Search & Indexing
The search and indexing system provides full-text discovery across bookmark titles and descriptions. It is implemented as an in-memory inverted index that supports token-based matching and relevance ranking, integrated directly into the application's service layer.
Inverted Index Architecture
The core of the search functionality resides in the SearchIndex class within app/services/search_service.py. This class maintains an inverted index—a mapping where each unique word (token) points to a set of bookmark IDs containing that word.
class SearchIndex:
def __init__(self, repository: "BookmarkRepository") -> None:
self._repo = repository
self._index: Dict[str, Set[str]] = defaultdict(set)
self._rebuild()
This design allows for efficient retrieval of matching documents without scanning the entire dataset. When a search is performed, the system looks up the sets of IDs for each query token and performs a set intersection to find bookmarks that contain all requested terms.
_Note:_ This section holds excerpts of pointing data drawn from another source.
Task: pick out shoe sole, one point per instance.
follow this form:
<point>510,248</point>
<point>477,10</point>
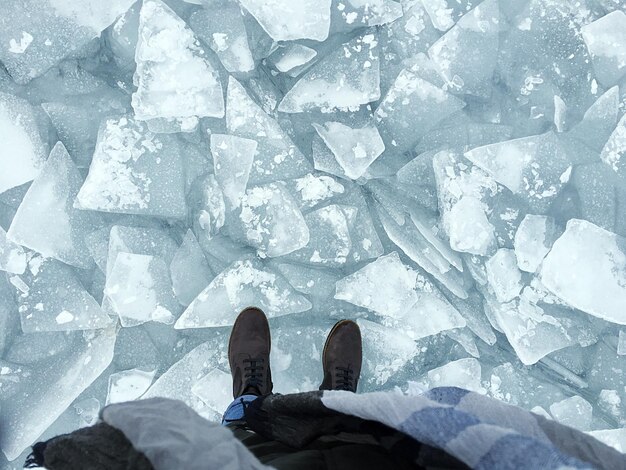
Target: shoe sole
<point>337,325</point>
<point>237,320</point>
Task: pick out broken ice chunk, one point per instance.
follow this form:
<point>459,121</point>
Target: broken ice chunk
<point>175,82</point>
<point>504,277</point>
<point>614,151</point>
<point>53,386</point>
<point>329,243</point>
<point>354,149</point>
<point>574,412</point>
<point>134,171</point>
<point>232,161</point>
<point>190,270</point>
<point>411,241</point>
<point>37,34</point>
<point>532,333</point>
<point>215,389</point>
<point>316,282</point>
<point>277,157</point>
<point>533,241</point>
<point>345,79</point>
<point>128,385</point>
<point>534,167</point>
<point>587,269</point>
<point>226,34</point>
<point>286,20</point>
<point>293,58</point>
<point>469,229</point>
<point>141,241</point>
<point>244,283</point>
<point>12,256</point>
<point>271,220</point>
<point>606,41</point>
<point>140,290</point>
<point>386,286</point>
<point>386,351</point>
<point>401,295</point>
<point>53,299</point>
<point>464,373</point>
<point>410,109</point>
<point>357,14</point>
<point>46,220</point>
<point>466,55</point>
<point>599,120</point>
<point>208,206</point>
<point>444,13</point>
<point>23,150</point>
<point>312,190</point>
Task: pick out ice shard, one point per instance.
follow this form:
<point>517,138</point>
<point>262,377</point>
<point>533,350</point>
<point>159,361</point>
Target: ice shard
<point>271,221</point>
<point>343,80</point>
<point>23,149</point>
<point>53,386</point>
<point>288,20</point>
<point>36,35</point>
<point>535,167</point>
<point>614,151</point>
<point>242,284</point>
<point>223,29</point>
<point>140,290</point>
<point>405,299</point>
<point>176,84</point>
<point>134,171</point>
<point>46,220</point>
<point>52,298</point>
<point>606,41</point>
<point>354,148</point>
<point>232,162</point>
<point>466,55</point>
<point>411,108</point>
<point>277,157</point>
<point>587,269</point>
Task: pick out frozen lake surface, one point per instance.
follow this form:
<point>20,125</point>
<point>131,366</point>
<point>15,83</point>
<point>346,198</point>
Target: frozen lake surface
<point>449,173</point>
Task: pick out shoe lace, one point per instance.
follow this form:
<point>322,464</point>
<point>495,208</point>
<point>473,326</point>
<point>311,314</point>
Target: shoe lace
<point>345,379</point>
<point>253,372</point>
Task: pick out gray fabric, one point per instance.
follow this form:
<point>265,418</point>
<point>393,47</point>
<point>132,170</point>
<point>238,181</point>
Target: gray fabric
<point>173,436</point>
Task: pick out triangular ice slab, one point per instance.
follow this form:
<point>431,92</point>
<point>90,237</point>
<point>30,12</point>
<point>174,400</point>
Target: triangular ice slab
<point>411,108</point>
<point>140,290</point>
<point>46,220</point>
<point>466,55</point>
<point>51,389</point>
<point>134,171</point>
<point>53,299</point>
<point>175,82</point>
<point>242,284</point>
<point>534,167</point>
<point>345,79</point>
<point>404,298</point>
<point>277,157</point>
<point>23,150</point>
<point>190,270</point>
<point>614,151</point>
<point>271,221</point>
<point>354,148</point>
<point>288,20</point>
<point>232,162</point>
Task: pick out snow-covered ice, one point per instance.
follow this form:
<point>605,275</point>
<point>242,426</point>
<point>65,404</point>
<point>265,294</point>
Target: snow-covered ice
<point>449,174</point>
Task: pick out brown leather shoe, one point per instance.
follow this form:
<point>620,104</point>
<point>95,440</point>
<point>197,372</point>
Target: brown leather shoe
<point>249,354</point>
<point>342,357</point>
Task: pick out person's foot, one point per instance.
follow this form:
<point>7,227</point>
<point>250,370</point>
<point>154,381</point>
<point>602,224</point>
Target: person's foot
<point>249,354</point>
<point>342,357</point>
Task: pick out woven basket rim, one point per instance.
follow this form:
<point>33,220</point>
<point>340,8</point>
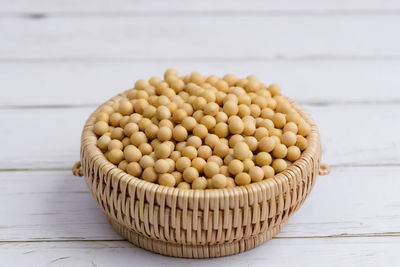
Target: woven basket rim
<point>89,144</point>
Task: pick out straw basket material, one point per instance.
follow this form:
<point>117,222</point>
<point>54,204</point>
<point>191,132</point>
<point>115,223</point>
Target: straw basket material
<point>197,223</point>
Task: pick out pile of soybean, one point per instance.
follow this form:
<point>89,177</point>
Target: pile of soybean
<point>196,132</point>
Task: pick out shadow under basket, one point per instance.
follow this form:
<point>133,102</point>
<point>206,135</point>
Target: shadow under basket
<point>197,223</point>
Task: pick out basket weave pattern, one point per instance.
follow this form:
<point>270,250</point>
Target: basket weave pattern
<point>197,223</point>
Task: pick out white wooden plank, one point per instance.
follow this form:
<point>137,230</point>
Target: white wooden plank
<point>351,135</point>
<point>92,6</point>
<point>77,83</point>
<point>54,205</point>
<point>284,252</point>
<point>169,38</point>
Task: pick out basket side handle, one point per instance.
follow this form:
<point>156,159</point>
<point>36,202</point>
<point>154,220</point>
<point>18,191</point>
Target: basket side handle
<point>77,169</point>
<point>324,169</point>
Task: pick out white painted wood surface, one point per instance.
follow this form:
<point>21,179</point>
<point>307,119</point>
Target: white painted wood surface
<point>330,81</point>
<point>52,205</point>
<point>59,59</point>
<point>279,252</point>
<point>193,37</point>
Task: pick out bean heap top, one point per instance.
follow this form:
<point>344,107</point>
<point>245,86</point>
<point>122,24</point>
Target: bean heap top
<point>194,132</point>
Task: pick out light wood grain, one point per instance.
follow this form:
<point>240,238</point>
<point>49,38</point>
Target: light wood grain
<point>50,138</point>
<point>54,205</point>
<point>215,37</point>
<point>310,81</point>
<point>104,6</point>
<point>287,252</point>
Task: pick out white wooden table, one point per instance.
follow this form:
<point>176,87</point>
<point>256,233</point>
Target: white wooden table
<point>59,59</point>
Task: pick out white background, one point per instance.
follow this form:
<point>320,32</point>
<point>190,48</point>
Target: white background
<point>60,59</point>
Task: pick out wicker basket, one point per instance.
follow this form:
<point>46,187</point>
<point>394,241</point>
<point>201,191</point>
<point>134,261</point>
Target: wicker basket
<point>197,223</point>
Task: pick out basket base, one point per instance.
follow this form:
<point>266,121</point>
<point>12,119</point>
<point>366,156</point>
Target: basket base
<point>194,251</point>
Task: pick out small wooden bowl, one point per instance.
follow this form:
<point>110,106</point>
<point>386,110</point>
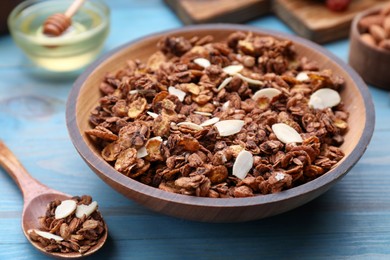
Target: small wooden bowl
<point>372,63</point>
<point>85,94</point>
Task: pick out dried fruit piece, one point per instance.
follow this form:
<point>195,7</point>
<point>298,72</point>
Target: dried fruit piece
<point>202,62</point>
<point>210,121</point>
<point>233,69</point>
<point>269,93</point>
<point>286,133</point>
<point>66,208</point>
<point>45,234</point>
<point>229,127</point>
<point>324,98</point>
<point>86,210</point>
<point>177,92</point>
<point>243,164</point>
<point>224,83</point>
<point>191,125</point>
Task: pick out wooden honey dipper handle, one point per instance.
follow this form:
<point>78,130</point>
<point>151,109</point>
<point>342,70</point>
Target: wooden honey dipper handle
<point>57,23</point>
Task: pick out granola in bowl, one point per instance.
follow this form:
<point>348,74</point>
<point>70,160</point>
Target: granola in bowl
<point>222,119</point>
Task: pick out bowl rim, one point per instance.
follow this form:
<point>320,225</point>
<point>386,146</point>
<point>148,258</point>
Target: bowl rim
<point>13,17</point>
<point>110,173</point>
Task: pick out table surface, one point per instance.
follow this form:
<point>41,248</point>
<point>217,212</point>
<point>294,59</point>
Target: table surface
<point>352,220</point>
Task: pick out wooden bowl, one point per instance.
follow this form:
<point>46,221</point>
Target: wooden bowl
<point>372,63</point>
<point>85,94</point>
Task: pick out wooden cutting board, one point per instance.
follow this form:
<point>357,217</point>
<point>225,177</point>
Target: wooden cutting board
<point>311,18</point>
<point>213,11</point>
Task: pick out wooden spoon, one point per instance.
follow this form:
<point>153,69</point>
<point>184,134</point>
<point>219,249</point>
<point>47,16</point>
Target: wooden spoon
<point>36,197</point>
<point>57,23</point>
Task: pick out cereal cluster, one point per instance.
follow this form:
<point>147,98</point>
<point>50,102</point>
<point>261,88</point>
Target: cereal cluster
<point>221,119</point>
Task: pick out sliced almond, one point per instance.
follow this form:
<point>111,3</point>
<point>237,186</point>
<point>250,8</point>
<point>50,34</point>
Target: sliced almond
<point>302,76</point>
<point>158,138</point>
<point>66,208</point>
<point>202,62</point>
<point>86,209</point>
<point>45,234</point>
<point>250,81</point>
<point>269,93</point>
<point>142,152</point>
<point>177,92</point>
<point>229,127</point>
<point>286,133</point>
<point>279,176</point>
<point>225,106</point>
<point>235,149</point>
<point>233,69</point>
<point>191,125</point>
<point>203,113</point>
<point>324,98</point>
<point>243,164</point>
<point>152,114</point>
<point>210,121</point>
<point>224,83</point>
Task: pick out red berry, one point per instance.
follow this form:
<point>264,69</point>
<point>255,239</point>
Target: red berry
<point>338,5</point>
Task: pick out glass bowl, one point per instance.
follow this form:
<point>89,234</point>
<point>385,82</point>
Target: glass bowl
<point>72,50</point>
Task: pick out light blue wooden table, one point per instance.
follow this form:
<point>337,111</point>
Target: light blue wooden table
<point>350,221</point>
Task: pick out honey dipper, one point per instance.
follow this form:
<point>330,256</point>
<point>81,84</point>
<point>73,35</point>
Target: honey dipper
<point>57,23</point>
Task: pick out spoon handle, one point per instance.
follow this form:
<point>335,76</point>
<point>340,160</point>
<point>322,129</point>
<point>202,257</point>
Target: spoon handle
<point>27,184</point>
<point>74,7</point>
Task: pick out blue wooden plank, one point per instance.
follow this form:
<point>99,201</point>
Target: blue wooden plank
<point>350,221</point>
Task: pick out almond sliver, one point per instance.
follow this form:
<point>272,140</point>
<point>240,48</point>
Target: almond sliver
<point>250,81</point>
<point>202,62</point>
<point>210,121</point>
<point>243,164</point>
<point>47,235</point>
<point>86,209</point>
<point>233,69</point>
<point>269,93</point>
<point>191,125</point>
<point>229,127</point>
<point>177,92</point>
<point>286,133</point>
<point>66,208</point>
<point>224,83</point>
<point>324,98</point>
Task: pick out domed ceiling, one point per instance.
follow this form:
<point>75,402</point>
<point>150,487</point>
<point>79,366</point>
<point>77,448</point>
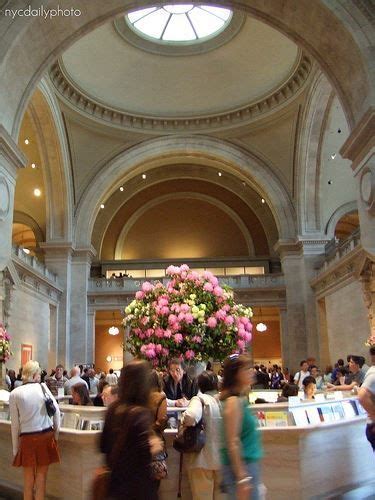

Tokenization and Relevance
Text processing is handled by the _tokenize method, which prepares both the indexed content and the user's search queries.
Tokenization Process
The system uses a regular expression ([a-z0-9]+) to extract alphanumeric tokens and converts them to lowercase. To improve search quality, it filters out common "stop words" defined in _STOP_WORDS (e.g., "the", "and", "is").
_STOP_WORDS: Set[str] = {"the", "a", "an", "and", "or", "but", "in", "on", "at", "to", "for", "is", "it"}
_TOKEN_RE = re.compile(r"[a-z0-9]+")
def _tokenize(self, text: str) -> List[str]:
"""Split text into lowercase tokens, removing stop words."""
tokens = _TOKEN_RE.findall(text.lower())
return [t for t in tokens if t not in _STOP_WORDS]
Relevance Ranking
Search results are not returned in arbitrary order. The _rank_results method calculates a simple relevance score based on the frequency of query tokens within the bookmark's title and description.
@staticmethod
def _rank_results(bookmarks: List[Bookmark], tokens: List[str]) -> List[Bookmark]:
"""Rank results by number of token occurrences in title + description."""
def score(b: Bookmark) -> int:
text = f"{b.title} {b.description}".lower()
return sum(text.count(t) for t in tokens)
return sorted(bookmarks, key=score, reverse=True)
Lifecycle and Synchronization
The BookmarkService in app/services/bookmark_service.py orchestrates the search index's lifecycle, ensuring it remains synchronized with the underlying repository.
Initialization
When the BookmarkService is first initialized (typically at application startup), it bootstraps the SearchIndex. The index performs a full rebuild by fetching up to 10,000 bookmarks from the BookmarkRepository.
Incremental Updates
To maintain accuracy without full rebuilds, the index is updated incrementally during write operations. Both create_bookmark and update_bookmark trigger an indexing event:
# app/services/bookmark_service.py
def create_bookmark(self, data: Dict[str, Any]) -> Tuple[Optional[Bookmark], Optional[str]]:
# ... validation and save ...
self._repo.save_bookmark(bookmark)
self._search.index_bookmark(bookmark)
return bookmark, None
The index_bookmark method handles updates by first removing any existing entries for the bookmark ID before re-adding the new tokens, preventing duplicate or stale entries.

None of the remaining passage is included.